This notebook processes raw electricity data to estimate load shedding stages. It performs the following steps:
1. Load and clean the raw electricity data.
2. Filter the data to start from a specific date.
3. Apply rule-based functions to estimate load shedding stages.
4. Save the processed data to a CSV file.


In [5]:
import pandas as pd
from det_loadshedding import tune_threshold, estimate_loadshedding
from data_ingestion import read_from_CSV

# Import electricity data
df = read_from_CSV("ESK15160.csv")  # Ensure csv is in the same folder as notebook

# process the column titles into appropriate formats and update the df 
new_list = []
for col in df.columns:
    new_list.append(col.lower().replace(" ", "_"))

df.columns = new_list

# Create a new column for UNIX timestamps as they would be use as joining keys for the weather data
df['date_time'] = pd.to_datetime(df['date_time'], format="%d/%m/%Y %H:%M")
# df['entry_id'] = df["date_time"].apply(lambda x: int(x.timestamp()))

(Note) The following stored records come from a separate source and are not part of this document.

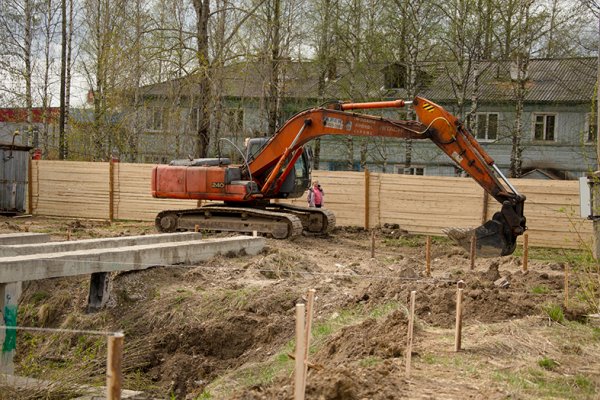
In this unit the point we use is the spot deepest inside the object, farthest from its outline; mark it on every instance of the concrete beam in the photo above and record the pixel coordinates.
(104, 243)
(53, 265)
(7, 239)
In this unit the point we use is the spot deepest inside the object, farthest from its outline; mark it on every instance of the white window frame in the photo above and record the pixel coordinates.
(151, 121)
(194, 116)
(534, 124)
(589, 139)
(486, 137)
(413, 170)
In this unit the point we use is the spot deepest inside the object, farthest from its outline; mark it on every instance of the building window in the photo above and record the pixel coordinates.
(235, 119)
(193, 119)
(154, 119)
(394, 76)
(486, 126)
(414, 170)
(544, 127)
(591, 128)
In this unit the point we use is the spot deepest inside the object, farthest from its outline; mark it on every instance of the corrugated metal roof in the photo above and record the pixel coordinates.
(549, 80)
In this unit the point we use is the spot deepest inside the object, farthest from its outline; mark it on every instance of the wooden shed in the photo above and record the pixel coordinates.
(14, 164)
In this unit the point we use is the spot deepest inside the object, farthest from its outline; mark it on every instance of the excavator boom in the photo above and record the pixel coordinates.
(262, 176)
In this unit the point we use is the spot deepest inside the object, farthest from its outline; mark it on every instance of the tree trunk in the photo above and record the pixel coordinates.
(68, 82)
(27, 56)
(202, 9)
(63, 85)
(273, 102)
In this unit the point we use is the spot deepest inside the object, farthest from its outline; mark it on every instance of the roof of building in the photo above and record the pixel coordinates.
(548, 80)
(19, 114)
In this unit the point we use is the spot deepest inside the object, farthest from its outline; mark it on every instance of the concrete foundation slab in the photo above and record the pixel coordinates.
(104, 243)
(82, 262)
(23, 238)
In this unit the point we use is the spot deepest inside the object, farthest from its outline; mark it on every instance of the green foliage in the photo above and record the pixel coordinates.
(547, 363)
(554, 312)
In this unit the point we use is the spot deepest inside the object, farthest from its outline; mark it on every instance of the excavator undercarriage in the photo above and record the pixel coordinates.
(280, 221)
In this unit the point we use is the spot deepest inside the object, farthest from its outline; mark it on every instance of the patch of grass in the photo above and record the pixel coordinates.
(554, 312)
(39, 296)
(547, 363)
(540, 289)
(556, 255)
(265, 373)
(596, 334)
(405, 241)
(540, 384)
(369, 361)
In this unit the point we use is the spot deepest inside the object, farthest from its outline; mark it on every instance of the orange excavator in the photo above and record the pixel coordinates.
(279, 167)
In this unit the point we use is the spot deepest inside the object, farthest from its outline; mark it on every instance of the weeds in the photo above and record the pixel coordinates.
(554, 312)
(547, 363)
(540, 289)
(538, 384)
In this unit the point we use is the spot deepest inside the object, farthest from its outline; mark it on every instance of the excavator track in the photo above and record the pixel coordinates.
(315, 221)
(218, 217)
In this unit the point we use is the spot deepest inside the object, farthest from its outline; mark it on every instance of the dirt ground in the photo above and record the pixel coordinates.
(224, 329)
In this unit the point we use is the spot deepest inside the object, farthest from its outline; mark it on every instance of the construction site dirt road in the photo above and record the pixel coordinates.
(223, 329)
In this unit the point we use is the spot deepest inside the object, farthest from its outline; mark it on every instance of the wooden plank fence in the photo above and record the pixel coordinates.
(419, 204)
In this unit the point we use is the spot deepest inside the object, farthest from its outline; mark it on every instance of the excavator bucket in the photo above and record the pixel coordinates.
(492, 239)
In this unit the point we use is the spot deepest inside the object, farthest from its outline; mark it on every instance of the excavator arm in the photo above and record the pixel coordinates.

# Entries into the db start from 01/01/2024. So we get the time stamp and filter the df by it
timestamp = df[df["date_time"] == "01/01/2024 00:00"]["date_time"].iloc[0]
df = df[df["date_time"] >= timestamp]

# Reindex data
df = df.reset_index(drop=True)

# Apply the rule-based threshold function to the dataset
df["load_shedding_threshold"] = df["date_time"].dt.hour.apply(tune_threshold)
df["estimated_loadshedding"] = df.apply(estimate_loadshedding, axis=1)

# Select required columns and save data in a csv
df = df[["date_time", "estimated_loadshedding"]]
df.to_csv("./loadshedding_pred.csv", index=False)


2025-02-16 08:05:11,786 - data_ingestion - INFO - CSV file read successfully from the path.